Artificial neural networks are adaptive models that can learn from the data and generalize things learned. They extract the essential characteristics from the numerical data as opposed to memorizing all of it. This offers a convenient way to reduce the amount of data as well as to form a implicit model without having to form a traditional, physical model of the underlying phenomenon. In contrast to traditional models, which are theory-rich and data-poor, the neural networks are data-rich and theory-poor in a way that a little or no a priori knowledge of the problem is present [8]. Neural networks can be used for building mappings from inputs to ouputs of these kind of black boxes. The behavior of a black box system is not usually known. This is illustrated in Figure 2.1. These kind of systems occur often in practice.
Neural networks are models as such.
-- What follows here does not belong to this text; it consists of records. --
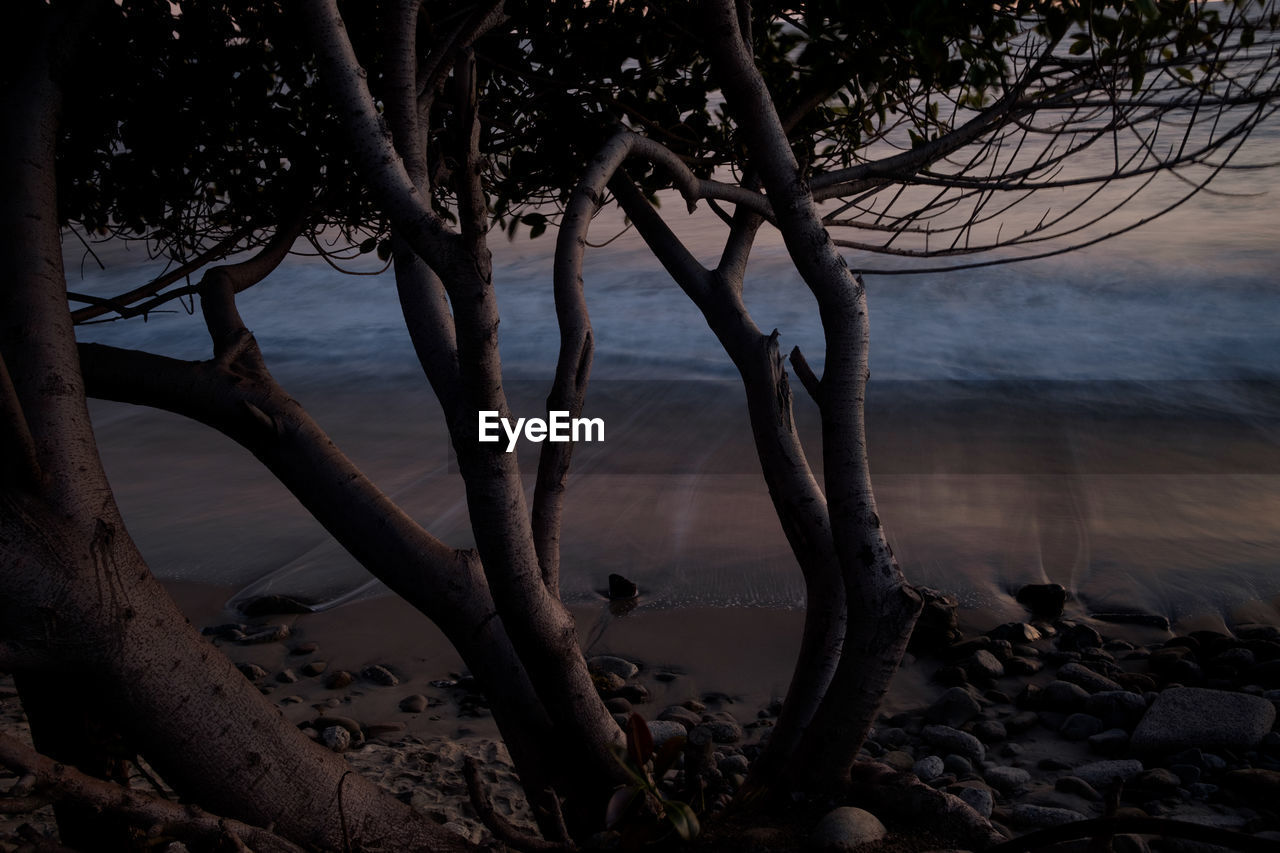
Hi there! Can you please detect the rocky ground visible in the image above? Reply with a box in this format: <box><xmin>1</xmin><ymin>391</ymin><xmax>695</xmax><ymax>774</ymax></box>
<box><xmin>0</xmin><ymin>585</ymin><xmax>1280</xmax><ymax>853</ymax></box>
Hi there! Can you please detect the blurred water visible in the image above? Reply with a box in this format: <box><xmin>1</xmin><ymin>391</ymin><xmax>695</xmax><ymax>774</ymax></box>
<box><xmin>68</xmin><ymin>123</ymin><xmax>1280</xmax><ymax>625</ymax></box>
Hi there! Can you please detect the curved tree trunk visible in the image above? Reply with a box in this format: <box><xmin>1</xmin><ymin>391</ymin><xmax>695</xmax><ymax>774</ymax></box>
<box><xmin>0</xmin><ymin>13</ymin><xmax>468</xmax><ymax>850</ymax></box>
<box><xmin>703</xmin><ymin>0</ymin><xmax>922</xmax><ymax>789</ymax></box>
These models can be used to characterize the general case of the phenomenon at hand giving us the ideas how the phenomenon behaves in practice.
Artificial neural networks or shortly neural networks have been quite promising in offering solutions to problems, where traditional models have failed or are very complicated to build. Due to the non-linear nature of the neural networks, they are able to express much more complex phenomena than some linear modeling techniques.
Kohonen divides artificial neural networks into three categories [20]:
In signal transfer networks, the input signal is transformed into an output signal. The signal traverses the network and undergoes a signal transformation of some kind. The network has usually a set of pre-defined basis functions, which are parametrized. The learning in these networks corresponds to changing parameters of these basis functions. Some examples are the multi-layer perceptron (MLP) networks that are taught with error back propagation algorithm (BP) and radial basis function (RBF) networks. More about these network models can be found in textbooks, for example in [3], [12].
In state transition networks the dynamic behavior of the network is essential. Given an input, the network converges to a stable state, which, hopefully, is a solution to a problem presented to it. Examples are Hopfield networks and Boltzmann machines. See [12] for reference.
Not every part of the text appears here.